Non suonò Bach, né Schubert, né Lézokonwsky. Suonò e cantò Ci­cerenella, la vecchia canzone popolare, con cui i nostri nonni ci han fatto saltar sulle lor ginocchia un po’ tremanti:

Cicerenella teneva nu gallo
e tutta ‘a notte ce jeva a cavallo . . .
Cicerenella teneva teneva
teneva na cosa, ma nun ‘o sapeva
...

E tutta la tavola dei mendicanti a ridere. Ridevano i bambini con la bocca piena, ridevano le vecchie donne, che nel rincorrere, quasi commosse, il loro passato, sentivano d’aver somigliato un po’ anch’esse a Cicerenella; i vecchi ascoltavano inteneriti, la folla de’ curiosi applaudiva, e dal violino screpolato, tra tutta quella miseria e quella vecchiezza, nell’allegra piazzetta Tagliavia, sotto il sole, pa­reva che si partissero a un tempo gridi di gioventù risvegliata e lunghi sospiri di rimpianto.
Qualcuno della folla trovò che don Antonio sbagliava il tempo e cercava invano di ricordar le parole. Era forse la commozione? Era il dolore? Erano gli anni? Chi lo sa?
E quello fu il canto del cigno ...

Se Emmanuele Bidera avesse conosciuto don Antonio, la costui figura non sarebbe mancata a quel libro così napoletano che quel brav’uomo compose nel 1844 e al quale somiglia un po’ questo po­vero libro mio.
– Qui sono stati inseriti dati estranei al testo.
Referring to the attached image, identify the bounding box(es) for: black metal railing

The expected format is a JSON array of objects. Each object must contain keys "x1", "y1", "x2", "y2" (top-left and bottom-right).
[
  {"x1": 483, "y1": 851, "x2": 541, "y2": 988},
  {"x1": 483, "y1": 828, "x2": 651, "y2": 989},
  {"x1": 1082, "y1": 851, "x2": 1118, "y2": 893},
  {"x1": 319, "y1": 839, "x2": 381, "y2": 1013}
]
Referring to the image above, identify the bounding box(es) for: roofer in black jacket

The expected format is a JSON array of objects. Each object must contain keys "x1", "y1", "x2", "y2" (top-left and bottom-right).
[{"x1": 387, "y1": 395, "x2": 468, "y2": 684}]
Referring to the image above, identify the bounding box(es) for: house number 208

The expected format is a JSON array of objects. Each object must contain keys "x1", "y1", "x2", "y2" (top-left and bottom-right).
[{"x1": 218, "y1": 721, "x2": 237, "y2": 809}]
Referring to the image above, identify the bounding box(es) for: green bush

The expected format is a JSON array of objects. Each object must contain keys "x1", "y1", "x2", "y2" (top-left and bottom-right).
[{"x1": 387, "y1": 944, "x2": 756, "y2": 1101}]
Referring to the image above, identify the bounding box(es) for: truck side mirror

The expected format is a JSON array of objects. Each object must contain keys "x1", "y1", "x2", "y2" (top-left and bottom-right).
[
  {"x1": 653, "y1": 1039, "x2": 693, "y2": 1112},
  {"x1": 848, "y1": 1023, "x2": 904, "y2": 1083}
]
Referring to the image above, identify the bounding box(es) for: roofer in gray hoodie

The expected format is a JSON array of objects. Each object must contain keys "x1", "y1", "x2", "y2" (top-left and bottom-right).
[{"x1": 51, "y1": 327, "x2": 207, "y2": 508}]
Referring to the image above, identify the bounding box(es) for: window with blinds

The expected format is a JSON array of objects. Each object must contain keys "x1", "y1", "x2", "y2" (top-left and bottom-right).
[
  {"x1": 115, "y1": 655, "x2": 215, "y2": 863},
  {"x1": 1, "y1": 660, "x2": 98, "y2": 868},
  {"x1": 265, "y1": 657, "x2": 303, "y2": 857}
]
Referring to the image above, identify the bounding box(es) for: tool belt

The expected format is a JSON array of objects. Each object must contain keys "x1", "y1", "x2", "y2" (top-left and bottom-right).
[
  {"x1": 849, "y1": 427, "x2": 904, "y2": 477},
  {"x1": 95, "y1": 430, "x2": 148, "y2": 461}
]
Nelle Passeggiate per Napoli e contorni il violinista avrebbe trovato dolce e buona compagnia de’ suoi tempi, e un tenero elogio d’un impressioni sta semplice e umano. Ma pare che il Bidera non l’abbia conosciuto. Peccato: ne avrebbe detto meglio di me ed avrebbe coronato l’interessante personaggio d’un lauro più odoroso e più folto.